No olvidemos que para obtener la paz interna la solución supera el mero plano humano, pues el perdón de los pecados es de orden religioso y moral. En efecto sólo Dios puede liberar de la culpa en cuanto tal, ya que es ofensa consciente a Dios y por tanto el perdón no puede depender solamente del culpable. Al "contra ti solo pequé", corresponde por parte de Dios el "yo te absuelvo" que perdona. Pero este perdón es el ejercicio de un sacramento que ha sido confiado por Cristo a su Iglesia, siendo ésta la tarea del confesor.

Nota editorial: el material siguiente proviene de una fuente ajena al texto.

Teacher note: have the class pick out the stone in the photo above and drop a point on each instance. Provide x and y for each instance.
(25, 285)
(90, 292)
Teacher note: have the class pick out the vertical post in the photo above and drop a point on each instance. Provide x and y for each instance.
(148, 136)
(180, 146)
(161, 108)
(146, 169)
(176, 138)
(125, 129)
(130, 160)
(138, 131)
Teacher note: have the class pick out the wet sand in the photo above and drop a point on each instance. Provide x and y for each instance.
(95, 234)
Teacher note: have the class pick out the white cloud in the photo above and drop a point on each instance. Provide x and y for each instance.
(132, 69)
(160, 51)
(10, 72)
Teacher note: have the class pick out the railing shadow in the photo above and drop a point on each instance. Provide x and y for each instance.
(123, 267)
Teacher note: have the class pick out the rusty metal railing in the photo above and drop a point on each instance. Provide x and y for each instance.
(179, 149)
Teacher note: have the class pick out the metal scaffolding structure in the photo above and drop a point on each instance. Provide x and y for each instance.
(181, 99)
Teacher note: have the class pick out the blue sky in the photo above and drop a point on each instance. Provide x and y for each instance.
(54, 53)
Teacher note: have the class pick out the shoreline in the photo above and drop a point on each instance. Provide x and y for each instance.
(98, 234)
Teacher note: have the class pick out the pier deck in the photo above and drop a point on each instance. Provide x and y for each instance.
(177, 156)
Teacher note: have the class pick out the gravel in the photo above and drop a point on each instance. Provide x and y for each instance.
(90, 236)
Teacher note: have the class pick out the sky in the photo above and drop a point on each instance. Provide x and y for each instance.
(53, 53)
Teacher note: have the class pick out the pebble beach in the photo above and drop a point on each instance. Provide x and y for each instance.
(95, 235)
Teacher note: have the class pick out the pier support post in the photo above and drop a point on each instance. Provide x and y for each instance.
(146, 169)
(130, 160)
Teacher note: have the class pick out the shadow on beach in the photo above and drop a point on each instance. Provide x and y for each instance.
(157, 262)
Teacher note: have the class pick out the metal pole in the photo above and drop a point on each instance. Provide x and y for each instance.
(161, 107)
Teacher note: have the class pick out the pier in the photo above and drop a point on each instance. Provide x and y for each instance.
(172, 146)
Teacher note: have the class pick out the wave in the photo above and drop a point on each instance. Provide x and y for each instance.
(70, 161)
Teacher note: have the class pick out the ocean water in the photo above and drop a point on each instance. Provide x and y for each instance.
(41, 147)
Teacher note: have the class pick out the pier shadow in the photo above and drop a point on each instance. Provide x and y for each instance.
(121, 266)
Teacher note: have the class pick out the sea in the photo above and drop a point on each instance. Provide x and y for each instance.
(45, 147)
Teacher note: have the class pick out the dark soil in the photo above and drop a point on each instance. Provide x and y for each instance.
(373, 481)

La confesión frecuente puede servirnos para conocernos mejor, haciéndonos afinar en nuestros exámenes de conciencia y fortificando nuestra voluntad al reforzar nuestro propósito; propósito que al hacerse en un sacramento participa de su eficacia. Más que recorrer la lista de pecados posibles, conviene centrarnos en unos pocos, procurando crecer en la fe, esperanza y caridad, es decir en la vida teologal de unión con Dios.

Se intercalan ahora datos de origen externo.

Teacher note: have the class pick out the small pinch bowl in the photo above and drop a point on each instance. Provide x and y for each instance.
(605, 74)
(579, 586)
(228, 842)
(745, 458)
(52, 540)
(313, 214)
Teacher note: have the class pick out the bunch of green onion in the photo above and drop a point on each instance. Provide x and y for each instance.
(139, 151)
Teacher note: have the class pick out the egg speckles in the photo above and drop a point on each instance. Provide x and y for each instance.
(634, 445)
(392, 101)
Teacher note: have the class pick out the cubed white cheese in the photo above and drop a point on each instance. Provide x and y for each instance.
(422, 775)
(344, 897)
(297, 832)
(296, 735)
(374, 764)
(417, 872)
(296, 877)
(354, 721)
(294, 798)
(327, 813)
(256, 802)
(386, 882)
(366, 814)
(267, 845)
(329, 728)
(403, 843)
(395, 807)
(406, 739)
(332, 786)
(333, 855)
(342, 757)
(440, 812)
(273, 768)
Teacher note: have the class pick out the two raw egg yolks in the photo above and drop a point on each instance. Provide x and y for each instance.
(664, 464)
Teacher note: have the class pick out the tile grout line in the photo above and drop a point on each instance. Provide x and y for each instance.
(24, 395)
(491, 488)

Es por tanto un momento fuerte en nuestra vida espiritual, que nos ayuda a dar continuidad a nuestra conversión y además en este tipo de confesión la gracia que recibimos también nos da fuerzas y dones para evitar mejor en el futuro los pecados.
No hay que olvidar sin embargo que en la confesión de devoción no vale simplemente el principio de que cuanto más mejor, ya que hay que cuidar la primacía de la calidad sobre la cantidad, a fin de conseguir que estas confesiones sean auténticos acontecimientos religiosos de conversión. La frecuencia de la confesión se ve limitada por las necesidades de la vida espiritual, las circunstancias de la vida práctica y las normas del Derecho Canónico, ya que la disposición del sujeto es la medida, aunque no sea la causa, del efecto del sacramento. Además un juicio sacramental de Dios sobre el pecador no puede por su naturaleza ser tan frecuente como el sustento diario del alma, ya que mientras la Eucaristía es un alimento espiritual, que puede ser recibido con frecuencia, la Penitencia es un sacramento que lleva consigo un itinerario de conversión que desemboca en un juicio salvífico en y de la Iglesia. No es, por tanto, algo de todos los días.

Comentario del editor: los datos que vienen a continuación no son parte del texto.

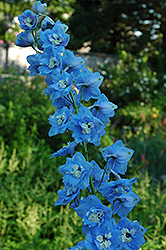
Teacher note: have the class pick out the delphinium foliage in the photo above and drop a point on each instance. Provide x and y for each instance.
(83, 111)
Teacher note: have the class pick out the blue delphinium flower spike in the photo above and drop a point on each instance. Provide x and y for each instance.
(68, 194)
(59, 121)
(131, 234)
(79, 246)
(25, 39)
(86, 127)
(28, 20)
(59, 86)
(76, 171)
(34, 61)
(89, 83)
(39, 8)
(67, 150)
(118, 156)
(55, 37)
(103, 109)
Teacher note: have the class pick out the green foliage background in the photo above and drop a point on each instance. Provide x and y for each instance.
(29, 180)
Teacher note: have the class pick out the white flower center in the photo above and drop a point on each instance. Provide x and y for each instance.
(55, 40)
(126, 233)
(62, 84)
(104, 242)
(60, 119)
(87, 127)
(77, 171)
(29, 22)
(96, 216)
(52, 63)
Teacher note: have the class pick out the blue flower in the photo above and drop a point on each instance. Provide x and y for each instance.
(58, 87)
(93, 213)
(103, 109)
(71, 63)
(50, 62)
(47, 23)
(131, 234)
(25, 39)
(86, 127)
(104, 238)
(69, 149)
(55, 37)
(34, 61)
(97, 174)
(76, 171)
(80, 246)
(66, 195)
(118, 157)
(59, 121)
(114, 189)
(125, 203)
(28, 20)
(39, 8)
(88, 82)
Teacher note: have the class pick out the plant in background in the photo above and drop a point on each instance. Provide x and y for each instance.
(71, 86)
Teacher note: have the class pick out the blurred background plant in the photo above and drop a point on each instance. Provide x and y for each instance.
(134, 33)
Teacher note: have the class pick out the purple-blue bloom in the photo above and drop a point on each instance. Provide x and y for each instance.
(104, 238)
(34, 61)
(131, 234)
(71, 63)
(28, 20)
(79, 246)
(89, 83)
(93, 213)
(125, 203)
(55, 37)
(58, 87)
(59, 121)
(114, 189)
(47, 23)
(76, 171)
(103, 109)
(25, 39)
(67, 150)
(86, 127)
(118, 156)
(97, 174)
(66, 195)
(39, 8)
(50, 62)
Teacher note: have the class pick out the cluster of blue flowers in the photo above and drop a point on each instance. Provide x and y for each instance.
(70, 86)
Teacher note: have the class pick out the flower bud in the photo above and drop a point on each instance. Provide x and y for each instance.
(38, 7)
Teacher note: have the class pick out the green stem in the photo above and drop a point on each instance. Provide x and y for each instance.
(74, 103)
(90, 177)
(84, 145)
(103, 175)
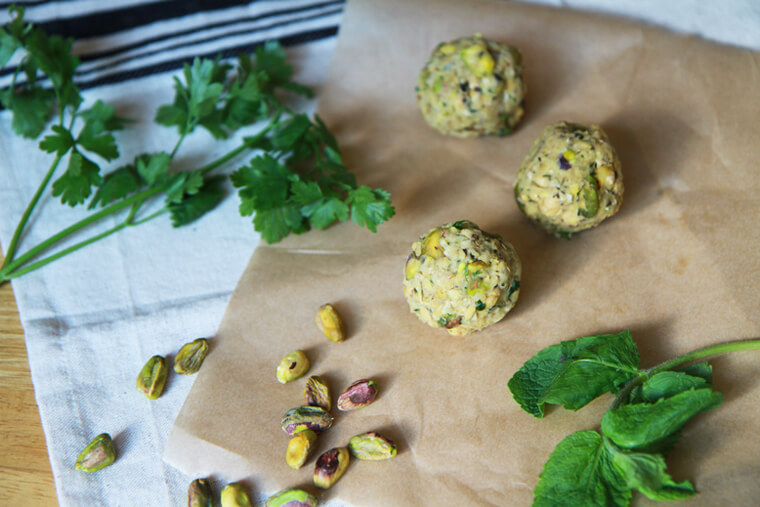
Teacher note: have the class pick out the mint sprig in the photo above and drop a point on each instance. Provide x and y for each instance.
(604, 468)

El espíritu penitencial nos es necesario para superar los tropiezos de los pecados leves, así como las limitaciones de la persona en el dominio de su propia vida, afirmando y desarrollando de este modo la opción fundamental buena. En este contexto la confesión frecuente se convierte en un encuentro con Dios, en el que el hombre se encuentra con la fuente de su salvación.